Seagrass provides blue carbon reserve


Thursday, 05 September, 2013


Seagrass provides blue carbon reserve

According to a study conducted at Edith Cowan University, more than 150 million tonnes of carbon could be stored in the more than 92,500 square kilometres of seagrass ecosystems that fringe Australia’s coastline - that equates to carbon dioxide storage that may be worth more than $5.2 billion.

Based on a carbon trading price of $35 per tonne in 2020, as predicted by the federal government, these so-called blue carbon reserves could be worth billions of dollars on the international carbon market.

Blue carbon represents the carbon dioxide sequestered in coastal plant ecosystems including seagrass, mangroves, coral reefs and salt marshes. This study is one of the first to examine the blue carbon storage capacity of Australia’s seagrass meadows following similar research in the Mediterranean.

Professor Paul Lavery, director of the Centre for Marine Ecosystems Research at ECU and lead researcher of the project, said the research showed it was vital Australia’s fragile seagrass meadows are preserved.

“It’s essentially a win, win, win scenario. A win for the economy, a win for conservation and a win for society through the services the ecosystem provides,” he said.

As well as capturing and storing a huge amount of carbon, seagrass meadows provide habitat and food for dugongs, sea turtles fish, prawns, seahorses and stingrays. They also generate a large amount of oxygen, improve water quality and their roots stabilise the sediment below them, thus protecting coastlines.

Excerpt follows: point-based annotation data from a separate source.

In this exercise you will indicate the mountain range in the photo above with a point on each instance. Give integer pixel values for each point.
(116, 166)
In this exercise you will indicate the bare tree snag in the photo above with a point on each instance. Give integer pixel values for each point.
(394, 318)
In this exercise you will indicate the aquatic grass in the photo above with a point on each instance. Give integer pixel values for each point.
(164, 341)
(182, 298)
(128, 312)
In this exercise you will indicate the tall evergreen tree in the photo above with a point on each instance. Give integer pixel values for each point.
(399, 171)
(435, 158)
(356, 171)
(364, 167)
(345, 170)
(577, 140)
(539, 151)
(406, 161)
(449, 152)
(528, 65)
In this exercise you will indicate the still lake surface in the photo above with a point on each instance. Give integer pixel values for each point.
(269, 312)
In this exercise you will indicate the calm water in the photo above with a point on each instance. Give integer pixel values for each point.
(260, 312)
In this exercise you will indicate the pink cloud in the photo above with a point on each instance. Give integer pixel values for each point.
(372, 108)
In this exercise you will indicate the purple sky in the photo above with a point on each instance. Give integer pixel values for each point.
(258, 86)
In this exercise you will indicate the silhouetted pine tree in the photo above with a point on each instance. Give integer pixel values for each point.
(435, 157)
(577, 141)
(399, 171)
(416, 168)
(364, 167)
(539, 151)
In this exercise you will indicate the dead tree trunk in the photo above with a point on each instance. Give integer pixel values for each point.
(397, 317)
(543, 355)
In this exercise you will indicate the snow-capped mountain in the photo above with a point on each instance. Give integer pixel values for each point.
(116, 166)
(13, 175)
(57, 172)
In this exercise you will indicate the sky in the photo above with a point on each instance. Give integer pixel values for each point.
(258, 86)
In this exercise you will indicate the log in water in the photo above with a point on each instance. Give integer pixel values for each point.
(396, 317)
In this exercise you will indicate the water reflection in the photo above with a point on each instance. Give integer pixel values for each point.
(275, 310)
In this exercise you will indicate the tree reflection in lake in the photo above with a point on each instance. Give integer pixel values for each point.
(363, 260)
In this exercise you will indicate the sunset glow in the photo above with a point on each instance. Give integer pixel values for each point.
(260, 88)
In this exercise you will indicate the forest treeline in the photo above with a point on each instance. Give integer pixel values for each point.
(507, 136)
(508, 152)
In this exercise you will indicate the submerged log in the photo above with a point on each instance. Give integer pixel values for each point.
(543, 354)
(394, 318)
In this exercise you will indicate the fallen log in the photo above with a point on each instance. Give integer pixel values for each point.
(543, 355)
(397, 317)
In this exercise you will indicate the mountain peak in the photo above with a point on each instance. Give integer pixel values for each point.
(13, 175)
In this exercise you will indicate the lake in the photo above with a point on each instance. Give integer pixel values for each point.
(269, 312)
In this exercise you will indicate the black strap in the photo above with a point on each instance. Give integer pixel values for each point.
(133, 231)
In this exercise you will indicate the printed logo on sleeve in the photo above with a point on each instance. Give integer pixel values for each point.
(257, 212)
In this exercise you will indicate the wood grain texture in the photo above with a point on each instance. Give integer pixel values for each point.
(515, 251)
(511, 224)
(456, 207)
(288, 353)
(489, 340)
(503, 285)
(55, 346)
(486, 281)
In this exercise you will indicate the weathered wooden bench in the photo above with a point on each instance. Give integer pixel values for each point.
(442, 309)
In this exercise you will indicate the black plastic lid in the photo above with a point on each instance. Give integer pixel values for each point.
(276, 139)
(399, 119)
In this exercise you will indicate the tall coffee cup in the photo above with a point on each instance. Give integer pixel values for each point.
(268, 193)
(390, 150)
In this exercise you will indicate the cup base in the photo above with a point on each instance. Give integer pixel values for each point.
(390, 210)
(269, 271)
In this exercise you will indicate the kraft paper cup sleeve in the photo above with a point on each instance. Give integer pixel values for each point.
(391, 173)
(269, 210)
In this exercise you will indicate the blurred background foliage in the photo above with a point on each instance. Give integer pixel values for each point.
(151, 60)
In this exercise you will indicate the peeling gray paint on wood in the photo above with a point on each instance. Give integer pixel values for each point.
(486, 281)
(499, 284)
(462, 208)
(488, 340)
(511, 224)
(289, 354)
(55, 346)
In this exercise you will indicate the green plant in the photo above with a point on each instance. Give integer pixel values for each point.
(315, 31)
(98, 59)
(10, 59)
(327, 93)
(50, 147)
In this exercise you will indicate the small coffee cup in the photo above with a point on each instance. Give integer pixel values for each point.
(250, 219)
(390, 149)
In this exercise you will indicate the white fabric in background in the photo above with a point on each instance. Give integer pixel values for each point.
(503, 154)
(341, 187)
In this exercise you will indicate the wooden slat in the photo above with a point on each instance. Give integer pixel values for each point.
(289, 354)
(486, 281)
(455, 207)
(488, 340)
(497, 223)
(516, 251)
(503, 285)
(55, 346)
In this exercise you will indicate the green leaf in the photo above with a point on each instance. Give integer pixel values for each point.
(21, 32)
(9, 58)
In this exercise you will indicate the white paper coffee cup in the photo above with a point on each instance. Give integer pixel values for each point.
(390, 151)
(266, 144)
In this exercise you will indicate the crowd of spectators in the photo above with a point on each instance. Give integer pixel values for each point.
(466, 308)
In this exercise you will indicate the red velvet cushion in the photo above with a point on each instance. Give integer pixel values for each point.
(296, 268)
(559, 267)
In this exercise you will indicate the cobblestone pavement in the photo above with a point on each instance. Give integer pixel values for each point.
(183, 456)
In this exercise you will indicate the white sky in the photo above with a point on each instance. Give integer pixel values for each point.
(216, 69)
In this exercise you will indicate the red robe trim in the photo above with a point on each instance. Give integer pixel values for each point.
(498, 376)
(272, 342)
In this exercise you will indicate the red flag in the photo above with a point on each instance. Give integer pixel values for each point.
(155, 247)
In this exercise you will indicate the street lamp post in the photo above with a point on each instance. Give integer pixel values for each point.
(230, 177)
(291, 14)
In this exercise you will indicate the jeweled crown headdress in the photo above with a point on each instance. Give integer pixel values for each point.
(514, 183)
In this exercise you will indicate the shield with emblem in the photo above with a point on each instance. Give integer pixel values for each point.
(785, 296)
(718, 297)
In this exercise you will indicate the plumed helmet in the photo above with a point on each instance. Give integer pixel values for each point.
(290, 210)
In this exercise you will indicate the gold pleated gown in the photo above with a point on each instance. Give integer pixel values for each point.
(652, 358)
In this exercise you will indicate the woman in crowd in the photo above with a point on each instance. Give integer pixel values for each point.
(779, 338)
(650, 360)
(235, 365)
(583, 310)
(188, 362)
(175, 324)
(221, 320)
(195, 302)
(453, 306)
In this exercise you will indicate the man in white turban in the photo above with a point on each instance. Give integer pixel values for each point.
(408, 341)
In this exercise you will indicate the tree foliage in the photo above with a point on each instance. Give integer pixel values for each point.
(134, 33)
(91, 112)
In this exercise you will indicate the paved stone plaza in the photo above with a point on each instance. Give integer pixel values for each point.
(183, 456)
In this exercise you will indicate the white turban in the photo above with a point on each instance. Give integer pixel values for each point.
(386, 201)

But seagrass is notoriously hard to propagate and Lavery said it isn’t as simple as going out and planting new meadows of the seagrass. Seagrasses are also vulnerable to nutrient pollution, dredging and other coastal development.

“What is imperative at the moment is to preserve what we have,” Lavery said of this flowering plant that has adapted to grow in shallow sheltered seawater.

The ECU project analysed the top 24 centimetres of sediment at 17 different locations around Australia encompassing 10 different seagrass species and a variety of ecosystems.

The research found seagrass meadows were accumulating carbon at a rate more than three times faster than a typical tropical rainforest (often touted as the lungs of the world). However, other estimates have estimated the rate to be as much as 10 times faster.

The research estimated Australian seagrass meadows are absorbing around 1 million tonnes of carbon each year, equivalent to $35 million in carbon credits using the 2020 carbon price estimate.

Professor Lavery said while the rate at which seagrass meadows are absorbing carbon sounds high, 1 million tonnes per year accounts for only around 0.6% of Australia’s annual emissions.

However, he said the rate could be much higher and more research is needed to quantify the true potential of Australia’s seagrass.

The next step is to develop an efficient way to find out how much carbon is being absorbed and how much is stored, and move the resource into a carbon trading market. This question is the subject of ongoing research in Australia and Europe which Professor Lavery is involved with.

The research has been published in the journal PLOS ONE.